In a rare move, prosecutors on Friday filed criminal charges against the parents of 15-year-old Ethan Crumbley - the Michigan teenager accused of fatally shooting four classmates in the deadliest U.S. school shooting of 2021.
"These charges are intended to hold the individuals who contributed to this tragedy accountable and also send a message: that gun owners have a responsibility."
Oakland County Prosecutor Karen McDonald said James and Jennifer Crumbley are facing four counts of involuntary manslaughter for buying their son the weapon used in the shooting and for failing to heed warning signs.
McDonald said four days before the rampage James Crumbley brought his son with him when he purchased the handgun used in this week's attack at Oxford High School.

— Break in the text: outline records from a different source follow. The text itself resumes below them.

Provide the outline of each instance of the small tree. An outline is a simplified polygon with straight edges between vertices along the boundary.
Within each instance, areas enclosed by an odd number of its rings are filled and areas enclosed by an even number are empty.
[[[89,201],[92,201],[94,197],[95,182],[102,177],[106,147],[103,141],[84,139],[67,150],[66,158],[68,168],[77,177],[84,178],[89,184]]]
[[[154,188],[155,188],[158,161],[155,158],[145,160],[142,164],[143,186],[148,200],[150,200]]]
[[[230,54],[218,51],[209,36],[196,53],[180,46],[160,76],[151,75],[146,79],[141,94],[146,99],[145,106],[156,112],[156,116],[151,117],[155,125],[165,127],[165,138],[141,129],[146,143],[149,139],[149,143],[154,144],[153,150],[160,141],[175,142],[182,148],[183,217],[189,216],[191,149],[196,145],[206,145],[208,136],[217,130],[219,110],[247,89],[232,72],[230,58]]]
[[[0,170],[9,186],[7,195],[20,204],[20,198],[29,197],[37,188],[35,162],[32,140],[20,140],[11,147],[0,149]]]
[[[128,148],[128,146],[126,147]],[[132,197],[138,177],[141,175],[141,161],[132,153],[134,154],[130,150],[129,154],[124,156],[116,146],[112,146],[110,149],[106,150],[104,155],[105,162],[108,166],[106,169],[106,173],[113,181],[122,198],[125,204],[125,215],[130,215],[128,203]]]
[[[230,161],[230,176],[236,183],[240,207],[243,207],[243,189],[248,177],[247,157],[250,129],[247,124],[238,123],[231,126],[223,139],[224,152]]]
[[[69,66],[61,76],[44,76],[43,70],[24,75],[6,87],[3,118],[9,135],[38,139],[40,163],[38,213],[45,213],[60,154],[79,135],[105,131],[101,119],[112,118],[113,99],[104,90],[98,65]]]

She also detailed chilling social media posts from Ethan and his mom Jennifer in the days following the purchase:
"On or about November 26, 21, Ethan Crumbley's social media post revealed photos of the semi-automatic handgun along with the caption "Just Got My New Beauty today" including an emoji with hearts.... Subsequent to the purchase of that weapon, one of Jennifer Crumbley's social media posts on about 11/27/21 read quote, "Mom and son day testing out his new Christmas present." End quote."
The prosecutor described drawings and writings made by the alleged gunman in the lead up to the shooting suggesting the possibility that he was planning to open fire – but the parents refused to act.
“A drawing of a semi-automatic handgun pointing at the words quote: ‘The thoughts won’t stop. Help me.’ End quote.”
The Crumbleys met with school officials about the drawings on the morning of the rampage, but according to McDonald, did not pull Ethan out of school.
When Ethan’s father heard reports of the shooting, prosecutors say he immediately drove home to look for the gun which was missing.
“Further investigation revealed that the handgun purchased by James Crumbley was stored unlocked in a drawer in James and Jennifer’s bedroom.”
Parents are rarely charged in connection with children's school shootings. Unlike some states, Michigan does not legally require gun owners to keep their firearms secured from children.
Ethan Crumbley faces two dozen charges and is being held without bond.